April 8, 2009

Opinion
State should notice value in bottle bill
Tuesday, the eyes of the recycling world were on Tennessee, when the Senate Environment Committee was to consider SB1404, the Tennessee Beverage Container Recycling Act.
The redesigned "bottle bill" could very well pass this year. The net new cost to beverage distributors has been reduced to zero. Our existing litter programs will be preserved. And the hundreds of independent "redemption centers" — which may now also accept your newspaper, cardboard and mayonnaise jars — will be supported not by the bottlers, but by the value of the scrap and the estimated 15 percent of deposits that won't be redeemed.
If the bill does pass, the rejoicing you'll hear won't come just from the 80 percent of Tennesseans who support a 5-cent deposit. It won't come just from the farmers, sportsmen and tourism businesses that are especially aggrieved by litter. It won't be just from nonprofits who hope to operate redemption centers; nor just from advocates for green jobs and green energy; nor just from solid waste directors who have despaired of ever reaching the state's 25-percent recycling mandate.

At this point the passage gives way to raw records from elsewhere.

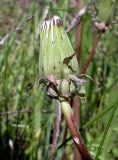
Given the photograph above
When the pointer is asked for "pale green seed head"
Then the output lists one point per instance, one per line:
(55, 47)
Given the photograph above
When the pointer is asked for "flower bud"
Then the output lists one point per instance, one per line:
(57, 56)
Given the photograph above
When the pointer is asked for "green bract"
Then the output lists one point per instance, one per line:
(56, 53)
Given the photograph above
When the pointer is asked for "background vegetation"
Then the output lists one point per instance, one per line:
(27, 119)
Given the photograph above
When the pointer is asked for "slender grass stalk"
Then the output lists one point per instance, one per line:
(105, 132)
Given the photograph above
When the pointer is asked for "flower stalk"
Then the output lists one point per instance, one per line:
(57, 68)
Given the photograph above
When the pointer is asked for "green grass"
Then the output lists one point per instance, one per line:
(26, 132)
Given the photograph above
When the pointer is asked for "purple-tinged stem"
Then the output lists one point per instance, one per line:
(77, 138)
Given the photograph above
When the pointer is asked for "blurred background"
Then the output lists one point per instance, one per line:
(27, 119)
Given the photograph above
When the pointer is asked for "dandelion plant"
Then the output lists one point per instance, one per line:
(58, 69)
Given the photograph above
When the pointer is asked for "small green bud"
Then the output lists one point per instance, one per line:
(56, 53)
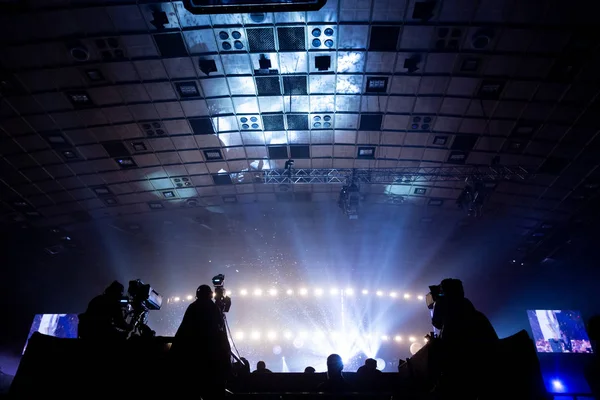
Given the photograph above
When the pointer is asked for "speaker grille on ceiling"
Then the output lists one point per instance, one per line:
(291, 39)
(268, 86)
(261, 39)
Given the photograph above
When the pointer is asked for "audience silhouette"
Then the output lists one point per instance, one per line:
(335, 381)
(200, 349)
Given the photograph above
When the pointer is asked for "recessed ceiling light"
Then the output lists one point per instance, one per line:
(126, 162)
(69, 154)
(155, 205)
(79, 98)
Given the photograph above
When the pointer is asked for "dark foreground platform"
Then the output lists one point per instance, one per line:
(137, 369)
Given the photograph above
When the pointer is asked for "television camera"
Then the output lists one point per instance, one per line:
(221, 300)
(141, 298)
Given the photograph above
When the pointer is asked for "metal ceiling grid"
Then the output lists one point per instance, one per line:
(104, 96)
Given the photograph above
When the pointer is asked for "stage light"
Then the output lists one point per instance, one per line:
(557, 385)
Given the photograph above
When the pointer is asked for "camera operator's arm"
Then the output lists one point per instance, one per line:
(439, 313)
(118, 318)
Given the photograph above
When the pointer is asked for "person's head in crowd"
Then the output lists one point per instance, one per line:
(335, 365)
(371, 363)
(204, 292)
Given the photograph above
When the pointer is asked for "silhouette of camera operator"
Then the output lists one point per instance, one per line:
(104, 318)
(456, 317)
(201, 349)
(465, 336)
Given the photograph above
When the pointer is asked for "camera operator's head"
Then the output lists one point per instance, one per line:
(115, 289)
(204, 292)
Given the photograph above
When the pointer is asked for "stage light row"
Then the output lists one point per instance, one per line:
(316, 336)
(303, 292)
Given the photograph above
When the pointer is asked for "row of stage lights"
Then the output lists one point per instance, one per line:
(303, 292)
(316, 336)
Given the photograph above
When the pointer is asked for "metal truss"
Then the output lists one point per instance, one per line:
(389, 176)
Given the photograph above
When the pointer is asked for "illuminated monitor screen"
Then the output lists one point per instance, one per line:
(559, 331)
(58, 325)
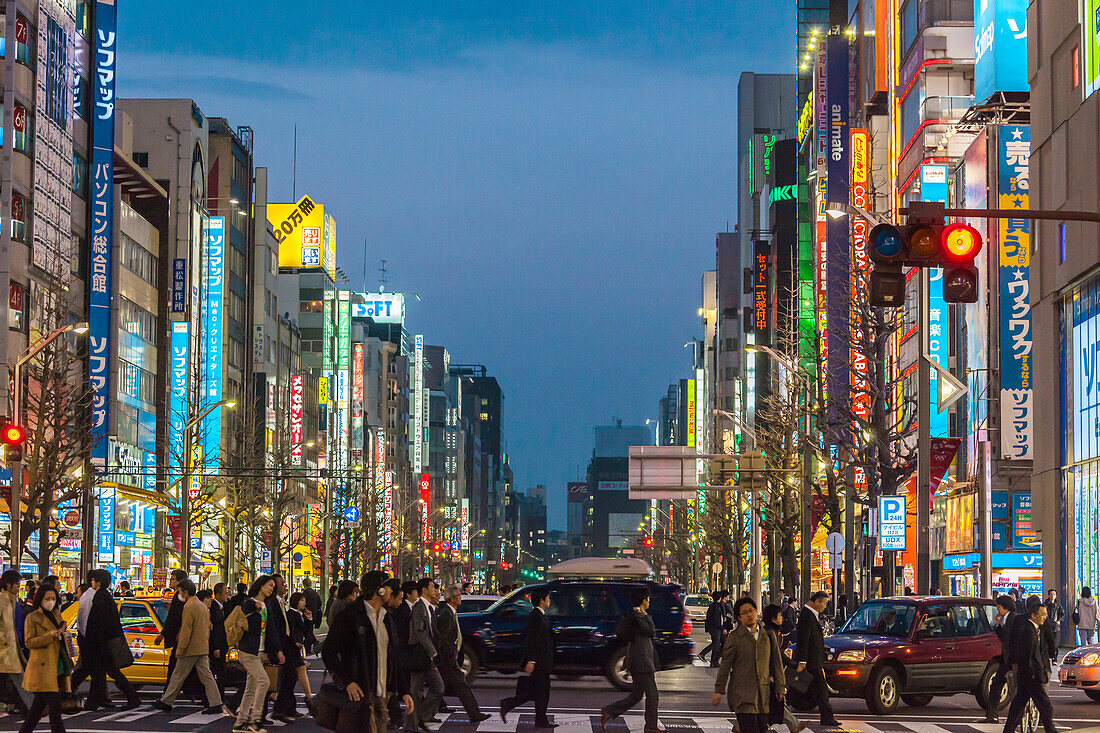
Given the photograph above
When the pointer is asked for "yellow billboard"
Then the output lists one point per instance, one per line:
(306, 234)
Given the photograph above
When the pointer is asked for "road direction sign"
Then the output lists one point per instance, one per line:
(892, 523)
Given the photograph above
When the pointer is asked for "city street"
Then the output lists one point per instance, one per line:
(575, 703)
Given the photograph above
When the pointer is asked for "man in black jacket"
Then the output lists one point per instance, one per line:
(1003, 626)
(810, 655)
(103, 625)
(537, 664)
(450, 654)
(171, 630)
(351, 653)
(1033, 669)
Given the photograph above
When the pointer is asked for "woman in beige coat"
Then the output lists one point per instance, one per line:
(751, 664)
(50, 665)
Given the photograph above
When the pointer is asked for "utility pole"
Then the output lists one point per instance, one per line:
(923, 444)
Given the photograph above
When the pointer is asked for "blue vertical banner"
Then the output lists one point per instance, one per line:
(934, 188)
(837, 244)
(102, 233)
(213, 267)
(1000, 47)
(177, 397)
(1018, 420)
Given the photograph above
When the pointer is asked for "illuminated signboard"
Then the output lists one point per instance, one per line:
(418, 407)
(297, 386)
(425, 496)
(306, 234)
(213, 269)
(101, 201)
(380, 307)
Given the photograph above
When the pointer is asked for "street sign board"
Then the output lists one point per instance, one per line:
(892, 523)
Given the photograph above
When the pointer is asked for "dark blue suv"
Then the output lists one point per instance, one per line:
(584, 615)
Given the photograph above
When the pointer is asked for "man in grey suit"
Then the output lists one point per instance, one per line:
(426, 687)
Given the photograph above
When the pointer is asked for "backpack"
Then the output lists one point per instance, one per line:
(235, 626)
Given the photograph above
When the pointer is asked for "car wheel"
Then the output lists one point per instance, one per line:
(981, 693)
(883, 690)
(471, 665)
(616, 671)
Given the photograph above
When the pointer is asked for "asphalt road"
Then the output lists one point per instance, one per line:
(575, 704)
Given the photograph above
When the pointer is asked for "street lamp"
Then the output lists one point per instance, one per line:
(17, 470)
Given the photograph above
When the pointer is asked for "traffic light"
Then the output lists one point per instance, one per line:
(923, 241)
(12, 437)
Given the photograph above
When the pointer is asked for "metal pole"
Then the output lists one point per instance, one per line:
(923, 446)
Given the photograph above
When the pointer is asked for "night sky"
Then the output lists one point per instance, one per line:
(548, 176)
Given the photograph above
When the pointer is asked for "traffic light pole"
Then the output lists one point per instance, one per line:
(923, 445)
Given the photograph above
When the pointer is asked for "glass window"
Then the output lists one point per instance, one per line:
(936, 622)
(881, 619)
(136, 619)
(969, 621)
(79, 175)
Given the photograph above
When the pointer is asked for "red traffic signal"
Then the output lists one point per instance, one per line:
(12, 437)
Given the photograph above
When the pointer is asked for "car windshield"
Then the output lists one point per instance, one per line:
(881, 619)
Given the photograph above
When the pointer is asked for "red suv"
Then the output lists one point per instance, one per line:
(913, 648)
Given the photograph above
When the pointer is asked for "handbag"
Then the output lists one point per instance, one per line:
(121, 656)
(800, 681)
(334, 711)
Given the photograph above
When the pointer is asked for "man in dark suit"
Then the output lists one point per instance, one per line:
(810, 655)
(103, 625)
(1003, 626)
(219, 644)
(450, 655)
(637, 630)
(1033, 669)
(538, 663)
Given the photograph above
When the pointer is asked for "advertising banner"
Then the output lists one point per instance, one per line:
(1018, 419)
(213, 271)
(1090, 25)
(297, 389)
(300, 232)
(934, 188)
(1000, 47)
(381, 307)
(101, 197)
(425, 498)
(837, 286)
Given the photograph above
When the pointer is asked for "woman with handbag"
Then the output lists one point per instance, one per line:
(50, 665)
(300, 627)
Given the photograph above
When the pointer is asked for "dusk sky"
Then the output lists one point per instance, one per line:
(548, 176)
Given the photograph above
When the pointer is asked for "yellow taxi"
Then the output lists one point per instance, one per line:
(142, 621)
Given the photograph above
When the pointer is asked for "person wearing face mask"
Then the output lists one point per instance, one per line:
(193, 649)
(48, 663)
(172, 622)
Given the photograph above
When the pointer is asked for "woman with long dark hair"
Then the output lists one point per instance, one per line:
(48, 666)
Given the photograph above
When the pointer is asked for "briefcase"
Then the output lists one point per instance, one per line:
(336, 711)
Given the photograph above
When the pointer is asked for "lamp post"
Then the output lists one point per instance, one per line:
(185, 491)
(807, 457)
(14, 537)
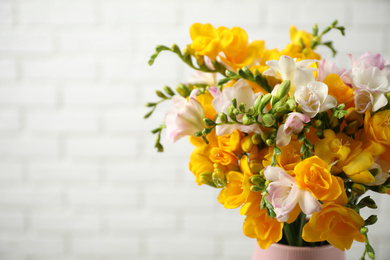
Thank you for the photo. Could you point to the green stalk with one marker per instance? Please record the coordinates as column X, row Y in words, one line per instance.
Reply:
column 301, row 221
column 289, row 232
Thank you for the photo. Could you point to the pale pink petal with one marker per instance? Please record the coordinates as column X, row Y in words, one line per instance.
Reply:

It will come, fervently if quietly, from the processors and manufacturers who desperately need the high-quality, high-quantity scrap guaranteed by a container deposit, but who until recently have refrained from saying so for fear of angering their beverage-industry customers.
Lobbyists play key role
But now that they are speaking out — now that the Aluminum Association, the Glass Packaging Institute and the Association of Postconsumer Plastic Recyclers have all acknowledged the unique effectiveness of bottle bills in helping meet their recycling goals —Tennessee's anti-bottle-bill forces have lost at least some of their steam.
But never underestimate the ingenuity of the beverage lobbyists. Sensing cracks in their wall of legislative support, they have submitted two recycling bills of their own, in hopes of dragging all three into a summer study committee on "comprehensive recycling." Their preferred solution: Single-stream curbside collection, in which an assortment of household recyclables are put into the same bin, to be sorted later at a recycling facility.
"Why focus on bottles and cans?" their argument now runs. "Beverage containers are just 5 percent of the waste stream. We need to address all of it."
It has a nice ring of logic — until you start applying it to other items. Used motor oil is a small portion of the waste stream, too, but you wouldn't pour it into your curbside bin. Beverage containers cause significant, costly contamination issues in single-stream and drop-off collection programs, because once you've thrown everything together, it's impossible to completely "unscramble the egg," as one processor puts it. Some plant managers refuse to buy material from curbside programs.
The other flaw in lobbyists' argument is that Tennessee already has comprehensive recycling. We have bins for cell phones, recycling fees on tires, compost piles for yard waste and special collections for household hazardous waste. We have an abundance of educational materials and 500 convenience centers, and the handful of curbside programs that haven't succumbed to budget cuts due to low participation.
Yet even with all these options, Tennessee's residential recycling rate is a measly 10 percent, according to the state Department of Environment and Conservation. Clearly the key is not simply giving folks access; it's giving them an incentive. And nothing provides an incentive like money.
Marge Davis is vice president of Scenic Tennessee and coordinator of Pride of Place/the Tennessee Bottle Bill Project.